Authorisations to the Board of Directors

The Annual General Meeting on 12 April 2018 gave the Board of Directors authorisations to decide on a share issue and issues of option rights and other special rights entitling to shares, and on the purchase of the Company's own Series A shares and/or on the acceptance the Company's own Series A shares as pledge. The authorisations are effective until 30 June 2019 and revoke authorisations given by the Annual General Meeting 2017 to the Board of Directors.

The AGM gave the following two authorisations to the Board:

(1) The Board of Directors was authorised to decide on a share issue as well as issue of option rights and other special rights entitling to shares, pursuant to Chapter 10 of the Companies Act as follows:

The shares issued under the authorisation are new or those in the company’s possession Series A shares of the Company. Under the authorisation, a maximum of 2,500,000 Series A shares, which corresponds to approximately 4.50 per cent of all of the shares in the Company and approximately 5.00 per cent of all the Series A shares in the Company, can be issued. The shares, option rights or other special rights entitling to shares can be issued in one or more tranches.

Under the authorisation, the Board of Directors may resolve upon issuing new Series A shares to the Company itself without consideration. However, the Company, together with its subsidiaries, cannot at any time own more than 10 per cent of all its registered shares.

The Board of Directors is authorised to resolve on all terms for the share issue and granting of the special rights entitling to shares. The Board of Directors is authorised to resolve on a directed share issue and issue of the special rights entitling to shares in deviation from the shareholders’ pre-emptive right. A directed share issue always requires a weighty economic reason for the Company and the authorisation may not be utilised inconsistently with the principle of equal treatment of shareholders.

The authorisation to issue new shares, option rights as well as other special rights entitling to shares was resolved in order to enable the Board of Directors to decide flexibly on capital markets transactions that are beneficial for the Company, such as securing the financing needs of the Company or implementing acquisitions. In addition, the authorisation may be used in order to implement share based incentive arrangements and payment of the share based remuneration directed to the management of the company and the Group companies.

The authorisation shall be effective until 30 June 2019, and it revokes the authorisation granted on 6 April 2017 by the Annual General Meeting to the Board of Directors to resolve on an issue of shares, option rights as well as other special rights entitling to shares.

(2) The Board of Directors was authorised to decide on the purchase of the Company's own Series A shares and/or on the acceptance the Company's own Series A shares as pledge as follows:

The aggregate number of own Series A shares to be acquired and/or accepted as pledge shall not exceed 2,500,000 Series A shares in total, which corresponds to approximately 4.50 per cent of all of the shares in the Company and approximately 5.00 per cent of all the Series A shares in the Company. However, the Company together with its subsidiaries cannot at any moment own and/or hold as pledge more than 10 per cent of all the shares in the Company.

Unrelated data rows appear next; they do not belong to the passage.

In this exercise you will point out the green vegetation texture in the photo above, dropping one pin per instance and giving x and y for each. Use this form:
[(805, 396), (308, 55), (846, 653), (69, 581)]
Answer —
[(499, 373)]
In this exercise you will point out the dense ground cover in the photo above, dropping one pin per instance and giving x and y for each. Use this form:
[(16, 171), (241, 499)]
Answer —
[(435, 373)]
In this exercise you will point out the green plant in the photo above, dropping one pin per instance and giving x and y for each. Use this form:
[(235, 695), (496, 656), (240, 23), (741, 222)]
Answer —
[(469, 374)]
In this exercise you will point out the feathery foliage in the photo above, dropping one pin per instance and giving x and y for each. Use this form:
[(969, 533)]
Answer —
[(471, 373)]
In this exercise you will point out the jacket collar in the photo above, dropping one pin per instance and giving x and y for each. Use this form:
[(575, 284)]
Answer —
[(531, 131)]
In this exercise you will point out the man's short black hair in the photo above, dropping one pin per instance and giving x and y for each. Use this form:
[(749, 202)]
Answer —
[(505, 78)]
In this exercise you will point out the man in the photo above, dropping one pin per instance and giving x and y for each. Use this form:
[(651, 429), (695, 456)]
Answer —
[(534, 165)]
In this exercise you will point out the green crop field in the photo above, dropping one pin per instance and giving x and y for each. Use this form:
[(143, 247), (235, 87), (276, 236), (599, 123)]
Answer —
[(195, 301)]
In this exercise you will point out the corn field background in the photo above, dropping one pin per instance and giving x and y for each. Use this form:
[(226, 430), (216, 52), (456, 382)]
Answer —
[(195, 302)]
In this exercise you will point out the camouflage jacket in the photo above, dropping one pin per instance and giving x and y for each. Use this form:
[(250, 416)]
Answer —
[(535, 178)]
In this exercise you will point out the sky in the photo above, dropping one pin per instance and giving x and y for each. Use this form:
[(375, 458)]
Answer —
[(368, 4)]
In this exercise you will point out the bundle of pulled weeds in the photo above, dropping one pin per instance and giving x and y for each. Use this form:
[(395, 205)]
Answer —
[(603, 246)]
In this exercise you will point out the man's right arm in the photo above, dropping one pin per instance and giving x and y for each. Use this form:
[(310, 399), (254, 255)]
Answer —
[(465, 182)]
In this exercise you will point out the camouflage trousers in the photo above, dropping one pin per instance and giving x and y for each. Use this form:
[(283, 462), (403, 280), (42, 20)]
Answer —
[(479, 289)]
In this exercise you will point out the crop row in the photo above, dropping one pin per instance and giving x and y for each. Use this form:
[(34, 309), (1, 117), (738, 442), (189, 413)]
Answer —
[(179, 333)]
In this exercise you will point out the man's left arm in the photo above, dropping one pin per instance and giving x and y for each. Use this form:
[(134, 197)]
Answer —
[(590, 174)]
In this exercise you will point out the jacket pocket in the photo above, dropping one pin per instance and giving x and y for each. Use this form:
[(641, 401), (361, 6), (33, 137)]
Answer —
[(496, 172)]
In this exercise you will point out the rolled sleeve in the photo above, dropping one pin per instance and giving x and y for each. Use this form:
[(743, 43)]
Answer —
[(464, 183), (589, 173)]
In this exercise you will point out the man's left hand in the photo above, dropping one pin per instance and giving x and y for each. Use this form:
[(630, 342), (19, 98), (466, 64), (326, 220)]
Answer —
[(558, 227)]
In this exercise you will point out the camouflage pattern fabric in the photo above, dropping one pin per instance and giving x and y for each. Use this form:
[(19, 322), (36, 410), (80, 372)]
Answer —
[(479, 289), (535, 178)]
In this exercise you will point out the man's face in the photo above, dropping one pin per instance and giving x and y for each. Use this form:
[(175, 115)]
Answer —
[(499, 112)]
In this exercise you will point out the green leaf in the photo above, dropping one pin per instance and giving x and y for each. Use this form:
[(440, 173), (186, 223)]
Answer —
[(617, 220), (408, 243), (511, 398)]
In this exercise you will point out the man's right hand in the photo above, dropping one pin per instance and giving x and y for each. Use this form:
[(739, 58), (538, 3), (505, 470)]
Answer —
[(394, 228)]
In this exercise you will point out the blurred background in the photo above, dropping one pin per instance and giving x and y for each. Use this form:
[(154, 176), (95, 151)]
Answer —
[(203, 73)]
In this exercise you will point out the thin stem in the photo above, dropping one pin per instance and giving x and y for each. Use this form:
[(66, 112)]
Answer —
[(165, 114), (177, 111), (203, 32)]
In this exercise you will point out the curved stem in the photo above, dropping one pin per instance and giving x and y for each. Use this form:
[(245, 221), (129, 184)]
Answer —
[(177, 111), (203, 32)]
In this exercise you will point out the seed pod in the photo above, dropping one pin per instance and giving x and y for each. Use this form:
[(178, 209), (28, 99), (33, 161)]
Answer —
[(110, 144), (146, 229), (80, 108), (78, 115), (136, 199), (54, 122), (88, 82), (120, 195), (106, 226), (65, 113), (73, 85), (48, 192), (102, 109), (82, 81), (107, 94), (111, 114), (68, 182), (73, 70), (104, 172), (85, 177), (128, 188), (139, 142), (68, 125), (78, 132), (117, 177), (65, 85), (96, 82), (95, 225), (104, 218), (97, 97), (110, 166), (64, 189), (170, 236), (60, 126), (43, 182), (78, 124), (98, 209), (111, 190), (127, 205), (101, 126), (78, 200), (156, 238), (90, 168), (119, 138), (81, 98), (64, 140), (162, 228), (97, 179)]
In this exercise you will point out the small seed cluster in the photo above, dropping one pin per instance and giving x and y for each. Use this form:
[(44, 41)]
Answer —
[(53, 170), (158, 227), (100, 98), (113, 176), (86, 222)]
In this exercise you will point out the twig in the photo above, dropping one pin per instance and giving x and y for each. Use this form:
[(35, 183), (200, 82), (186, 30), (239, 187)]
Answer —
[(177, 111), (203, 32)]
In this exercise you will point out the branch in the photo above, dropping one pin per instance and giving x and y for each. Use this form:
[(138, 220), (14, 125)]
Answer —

The Company’s own Series A shares may be purchased on the basis of the authorisation only by using non-restricted equity which consequently reduces the amount of the funds available for distribution of profits. The Company’s own Series A shares may be purchased for a price quoted in public trading on the purchase day or for a price otherwise determined by the market.

The Board of Directors shall resolve upon the method of purchase. Among other means, derivatives may be utilised in purchasing the shares. The shares may be purchased in a proportion other than that of the shares held by the shareholders (directed purchase). A directed purchase of the Company’s own shares always requires a weighty economic reason for the Company and the authorisation may not be utilised inconsistently with the principle of equal treatment of shareholders.

The authorisation is effective until 30 June 2019. It revokes that granted on 6 April 2017 by the Annual General Meeting to the Board of Directors to acquire and/or to accept as pledge the company’s own Series A shares.